Cheiracanthium torsivum

Scientific classification
- Kingdom: Animalia
- Phylum: Arthropoda
- Subphylum: Chelicerata
- Class: Arachnida
- Order: Araneae
- Infraorder: Araneomorphae
- Family: Cheiracanthiidae
- Genus: Cheiracanthium
- Species: C. torsivum
- Binomial name: Cheiracanthium torsivum Chen et Huang, 2012

= Cheiracanthium torsivum =

- Genus: Cheiracanthium
- Species: torsivum
- Authority: Chen et Huang, 2012

Species of spider

Cheiracanthium torsivum, commonly known in Mandarin Chinese as "旋距紅螯蛛" or Twisted spur red chelate spider, is a species of yellow sac spider endemic to Taiwan.

== Description ==
C. torsivum have a yellowish-brown carapace and yellow abdomen. Their abdomen has a pale grayish brown cardiac pattern. They are distinguished from similar species by the shape of the male's pedipalps; the palpal bulb sports a spiniform apophysis and distally-intorted cymbial spur.
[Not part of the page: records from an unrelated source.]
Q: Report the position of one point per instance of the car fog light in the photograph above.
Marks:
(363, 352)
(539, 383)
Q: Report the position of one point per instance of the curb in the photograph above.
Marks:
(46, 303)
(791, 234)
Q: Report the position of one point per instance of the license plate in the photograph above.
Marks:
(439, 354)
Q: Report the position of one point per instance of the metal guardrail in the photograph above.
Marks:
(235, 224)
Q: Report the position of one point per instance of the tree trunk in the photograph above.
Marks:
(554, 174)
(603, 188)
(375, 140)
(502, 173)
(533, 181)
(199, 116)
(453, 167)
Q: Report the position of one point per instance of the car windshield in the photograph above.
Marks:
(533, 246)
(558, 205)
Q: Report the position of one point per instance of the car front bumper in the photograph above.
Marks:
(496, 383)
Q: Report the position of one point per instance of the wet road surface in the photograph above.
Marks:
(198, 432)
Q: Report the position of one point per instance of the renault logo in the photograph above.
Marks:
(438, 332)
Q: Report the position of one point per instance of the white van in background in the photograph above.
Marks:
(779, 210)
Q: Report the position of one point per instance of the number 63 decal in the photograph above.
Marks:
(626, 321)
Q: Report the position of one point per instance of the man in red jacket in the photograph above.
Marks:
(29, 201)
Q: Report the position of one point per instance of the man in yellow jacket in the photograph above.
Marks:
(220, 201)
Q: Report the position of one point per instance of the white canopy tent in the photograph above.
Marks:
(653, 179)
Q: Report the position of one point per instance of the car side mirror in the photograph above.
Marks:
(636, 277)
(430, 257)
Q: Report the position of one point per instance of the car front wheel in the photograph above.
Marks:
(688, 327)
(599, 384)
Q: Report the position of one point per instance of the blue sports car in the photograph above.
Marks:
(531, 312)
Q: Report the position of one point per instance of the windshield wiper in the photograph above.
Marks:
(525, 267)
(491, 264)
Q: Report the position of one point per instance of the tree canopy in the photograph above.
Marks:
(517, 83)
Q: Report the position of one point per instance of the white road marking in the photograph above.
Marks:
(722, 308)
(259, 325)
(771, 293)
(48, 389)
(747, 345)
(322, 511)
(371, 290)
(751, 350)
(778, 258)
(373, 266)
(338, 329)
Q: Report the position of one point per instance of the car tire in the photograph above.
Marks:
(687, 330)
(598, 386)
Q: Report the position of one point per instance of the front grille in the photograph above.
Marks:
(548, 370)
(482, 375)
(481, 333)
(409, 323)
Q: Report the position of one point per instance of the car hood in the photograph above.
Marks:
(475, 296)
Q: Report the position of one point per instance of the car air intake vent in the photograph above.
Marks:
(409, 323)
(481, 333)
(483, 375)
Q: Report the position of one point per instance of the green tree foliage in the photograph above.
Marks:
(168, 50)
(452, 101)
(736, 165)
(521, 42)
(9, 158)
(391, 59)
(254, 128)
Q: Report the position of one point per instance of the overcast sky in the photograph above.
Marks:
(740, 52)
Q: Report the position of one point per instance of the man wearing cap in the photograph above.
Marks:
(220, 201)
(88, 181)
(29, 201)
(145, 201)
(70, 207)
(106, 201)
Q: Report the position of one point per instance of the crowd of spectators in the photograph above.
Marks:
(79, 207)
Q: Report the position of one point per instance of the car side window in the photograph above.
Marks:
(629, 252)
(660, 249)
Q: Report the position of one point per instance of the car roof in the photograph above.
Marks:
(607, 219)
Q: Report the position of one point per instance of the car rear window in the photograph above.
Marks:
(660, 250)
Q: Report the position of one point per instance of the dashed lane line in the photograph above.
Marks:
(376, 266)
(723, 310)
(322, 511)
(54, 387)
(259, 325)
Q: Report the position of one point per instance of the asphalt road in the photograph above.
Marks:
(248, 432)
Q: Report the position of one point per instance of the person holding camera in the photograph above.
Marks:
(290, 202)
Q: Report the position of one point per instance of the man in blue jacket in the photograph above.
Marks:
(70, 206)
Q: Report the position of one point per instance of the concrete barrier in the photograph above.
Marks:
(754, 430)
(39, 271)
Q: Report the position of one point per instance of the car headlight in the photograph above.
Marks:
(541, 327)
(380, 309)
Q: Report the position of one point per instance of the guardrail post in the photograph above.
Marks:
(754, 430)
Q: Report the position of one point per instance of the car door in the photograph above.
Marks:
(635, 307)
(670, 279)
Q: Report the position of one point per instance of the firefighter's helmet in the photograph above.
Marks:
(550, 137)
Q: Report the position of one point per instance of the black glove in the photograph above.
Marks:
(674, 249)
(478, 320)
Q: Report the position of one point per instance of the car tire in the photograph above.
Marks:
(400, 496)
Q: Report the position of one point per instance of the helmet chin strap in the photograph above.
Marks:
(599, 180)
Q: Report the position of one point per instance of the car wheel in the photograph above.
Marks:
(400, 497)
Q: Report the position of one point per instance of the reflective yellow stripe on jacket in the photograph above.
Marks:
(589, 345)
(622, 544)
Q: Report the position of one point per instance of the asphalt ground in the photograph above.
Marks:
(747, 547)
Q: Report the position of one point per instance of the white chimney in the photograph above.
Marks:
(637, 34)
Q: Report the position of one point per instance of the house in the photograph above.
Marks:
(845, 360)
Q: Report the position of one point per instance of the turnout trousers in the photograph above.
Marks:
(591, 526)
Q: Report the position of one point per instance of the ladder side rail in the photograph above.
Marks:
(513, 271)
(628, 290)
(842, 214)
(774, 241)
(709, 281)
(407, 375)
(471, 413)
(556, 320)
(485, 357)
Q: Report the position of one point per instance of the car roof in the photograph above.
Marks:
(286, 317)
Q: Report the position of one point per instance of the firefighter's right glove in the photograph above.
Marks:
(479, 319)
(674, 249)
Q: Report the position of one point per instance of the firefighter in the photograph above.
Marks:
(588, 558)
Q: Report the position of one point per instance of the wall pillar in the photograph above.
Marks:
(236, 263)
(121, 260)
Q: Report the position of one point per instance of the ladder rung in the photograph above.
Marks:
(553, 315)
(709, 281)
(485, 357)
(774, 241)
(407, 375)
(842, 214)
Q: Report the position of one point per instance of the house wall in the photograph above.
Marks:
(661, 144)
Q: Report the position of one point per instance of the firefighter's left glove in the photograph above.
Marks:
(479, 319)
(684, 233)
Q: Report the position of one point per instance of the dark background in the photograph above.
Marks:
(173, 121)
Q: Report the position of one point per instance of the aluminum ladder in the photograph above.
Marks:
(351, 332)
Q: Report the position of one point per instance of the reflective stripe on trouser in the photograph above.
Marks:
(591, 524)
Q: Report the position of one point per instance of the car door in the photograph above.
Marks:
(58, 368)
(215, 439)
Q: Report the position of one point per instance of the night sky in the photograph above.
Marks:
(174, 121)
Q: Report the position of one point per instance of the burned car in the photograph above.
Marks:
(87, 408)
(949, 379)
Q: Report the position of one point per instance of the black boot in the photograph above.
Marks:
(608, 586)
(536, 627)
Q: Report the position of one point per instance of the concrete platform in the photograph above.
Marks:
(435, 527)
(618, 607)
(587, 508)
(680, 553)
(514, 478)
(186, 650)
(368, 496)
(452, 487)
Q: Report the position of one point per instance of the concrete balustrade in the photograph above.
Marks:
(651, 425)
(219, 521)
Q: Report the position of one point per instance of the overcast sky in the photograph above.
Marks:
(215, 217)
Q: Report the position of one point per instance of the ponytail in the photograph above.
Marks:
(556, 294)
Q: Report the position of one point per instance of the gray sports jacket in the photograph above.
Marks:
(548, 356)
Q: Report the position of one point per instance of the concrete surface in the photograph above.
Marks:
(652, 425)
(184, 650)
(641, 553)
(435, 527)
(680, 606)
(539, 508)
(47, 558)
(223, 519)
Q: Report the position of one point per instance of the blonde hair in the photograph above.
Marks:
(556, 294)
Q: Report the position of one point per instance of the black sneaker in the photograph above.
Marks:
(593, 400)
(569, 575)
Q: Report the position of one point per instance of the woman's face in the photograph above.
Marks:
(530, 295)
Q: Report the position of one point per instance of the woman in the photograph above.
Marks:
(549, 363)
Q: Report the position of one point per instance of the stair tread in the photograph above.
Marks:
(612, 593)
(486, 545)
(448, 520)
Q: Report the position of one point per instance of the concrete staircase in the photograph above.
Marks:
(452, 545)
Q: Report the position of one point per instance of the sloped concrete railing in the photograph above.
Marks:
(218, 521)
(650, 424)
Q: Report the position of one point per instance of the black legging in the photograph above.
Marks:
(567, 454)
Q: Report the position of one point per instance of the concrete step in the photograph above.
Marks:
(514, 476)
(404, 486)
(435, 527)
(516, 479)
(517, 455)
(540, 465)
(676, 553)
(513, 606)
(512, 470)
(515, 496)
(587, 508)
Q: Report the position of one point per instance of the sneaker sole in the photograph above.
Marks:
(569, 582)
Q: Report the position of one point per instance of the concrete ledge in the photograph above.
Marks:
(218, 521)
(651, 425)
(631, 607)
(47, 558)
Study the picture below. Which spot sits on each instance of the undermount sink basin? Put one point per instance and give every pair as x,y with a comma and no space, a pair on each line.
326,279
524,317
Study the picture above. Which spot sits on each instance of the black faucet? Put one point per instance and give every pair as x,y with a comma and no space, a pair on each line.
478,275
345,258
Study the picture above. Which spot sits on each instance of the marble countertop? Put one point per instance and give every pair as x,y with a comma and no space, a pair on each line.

Females are distinguished from those of other species by dark, globular markings that can be seen through the tegument of the epigynum.

== Distribution ==
C. torsivum is found in northern and southeastern Taiwan at elevations between 500m and 1800m.

== Etymology ==

"Torsivum," from the species name Cheiracanthium torsivum, means "spiral-twisted" and refers to the spiriform cymbial spur on the male's pedipalp.